オレ彼!?★ 融(とおる)の章 黒い人

絢香ちゃんと、

オレは、寝るまで、

しょっちゅう愛のささやきのメールを

やり取りした。


絢香ちゃんは、

火事の屋敷跡に暮らすのは、

なんとなく怖かったらしい……。


無理もないな……。


寺町のど真ん中だし……。


だから、オレとのメールのやり取りが、

怖さを紛らわしてくれるんだと♪


醍醐寺 遙華 婆さんは、

絢香ちゃんの親戚だとわかった。


変なところで、

ご縁はつながっていた……。





オレは、幸せに包まれた気分で、

枕を抱きしめながら眠った。


するとまた、

草木も眠る丑三つ時……。


またもや、

昨夜の黒い塊が現れた!?


金縛りで身体が動かない!?


あの血走った眼が、

オレを見つめている!!


足元から、

這うように、

黒い塊が、

オレの顔に近づいてくる!!


うわぁ~!!

何だこれは!!


ざわざわと、

悪寒がする!!


近づくな~!!


――アナタは、

ワタクシに、

つけ文なさいましたよね?――


つけ文?

知らねー……っつ~か、

オレじゃねぇ~!!


死んじまった曾祖父(ひいじい)ちゃんが、

送ったって……。


――アナタとそっくり……。

違いますの?――


黒い塊は、

女のようだ!!


髪の毛がざんばらになってはいたが、

頭に響くコトバづかいは、

最近上品そうなお年寄りしか聞かない、

上流階級の奥様コトバだ!!


声は、絢香ちゃんそっくりだ!!


黒い塊はオレに抱きついてきた!!


絢香ちゃん?


黒い塊は、

黒い人になり、

頷いたかと思うと、

みるみる全身火に包まれ、

火だるまになってしまった!?


――まだアナタに、

お返事していません……のに……。
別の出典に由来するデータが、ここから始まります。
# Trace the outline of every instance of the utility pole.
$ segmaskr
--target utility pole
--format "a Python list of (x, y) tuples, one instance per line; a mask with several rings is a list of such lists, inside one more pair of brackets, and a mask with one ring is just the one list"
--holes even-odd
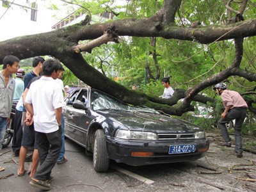
[(17, 3), (14, 3), (14, 1), (12, 2), (8, 1), (4, 1), (4, 0), (0, 0), (2, 1), (2, 6), (5, 7), (5, 8), (9, 8), (10, 7), (12, 4), (19, 6), (26, 9), (30, 9), (31, 10), (31, 20), (33, 21), (36, 21), (36, 18), (37, 18), (37, 4), (36, 2), (33, 2), (31, 4), (31, 6), (27, 6), (25, 5), (22, 4), (19, 4)]

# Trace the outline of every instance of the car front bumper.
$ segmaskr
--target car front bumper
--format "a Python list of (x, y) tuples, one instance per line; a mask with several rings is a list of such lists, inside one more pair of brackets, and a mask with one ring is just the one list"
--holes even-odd
[[(131, 141), (110, 136), (107, 137), (106, 141), (109, 159), (117, 163), (124, 163), (132, 166), (196, 160), (205, 154), (205, 150), (204, 152), (200, 152), (200, 150), (205, 148), (208, 150), (210, 144), (210, 141), (205, 140)], [(168, 154), (170, 145), (189, 144), (196, 145), (194, 152)], [(132, 156), (132, 152), (153, 152), (154, 154), (152, 156)]]

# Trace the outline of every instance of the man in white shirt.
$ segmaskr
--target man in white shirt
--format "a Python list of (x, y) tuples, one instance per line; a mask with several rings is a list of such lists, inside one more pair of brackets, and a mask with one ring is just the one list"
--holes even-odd
[[(56, 60), (43, 63), (44, 76), (33, 82), (25, 99), (25, 107), (33, 118), (40, 166), (29, 184), (43, 190), (51, 189), (52, 169), (61, 147), (61, 113), (64, 99), (56, 79), (61, 65)], [(29, 120), (27, 120), (29, 121)]]

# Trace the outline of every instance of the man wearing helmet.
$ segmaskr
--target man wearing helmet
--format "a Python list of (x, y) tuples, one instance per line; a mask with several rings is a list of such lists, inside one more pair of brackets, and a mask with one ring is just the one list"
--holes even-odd
[(225, 107), (218, 125), (225, 142), (220, 145), (231, 147), (231, 139), (225, 124), (235, 119), (235, 150), (237, 157), (241, 158), (243, 157), (241, 127), (246, 116), (247, 104), (238, 92), (227, 90), (227, 85), (224, 83), (218, 83), (213, 89), (216, 90), (218, 95), (221, 95)]

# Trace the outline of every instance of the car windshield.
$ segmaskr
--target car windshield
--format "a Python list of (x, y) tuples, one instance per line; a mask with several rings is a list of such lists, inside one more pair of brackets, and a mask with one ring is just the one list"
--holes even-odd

――




それは、オレじゃねぇ~!!


曾祖父(ひいじい)ちゃんは、

もうあの世に、

とっくに旅立ったんだぜ!!


金縛りが解けて、

寝汗でぐっちょりになった布団の中に、

あの燃えた黒い人を探した……。


絢香ちゃん?


声は似ていた……。


あの燃えた黒い人は、


オレの曾祖父(ひいじい)ちゃんを探して、


まだ浮かばれていないのか……?


絢香ちゃんと、

オレが出逢ったから、


浮かばれない哀しい女性の魂が、

オレの所に、

現れてしまったんだろうか?



そんなコトを

ぼんやり考えていたら、

また寝てしまった……。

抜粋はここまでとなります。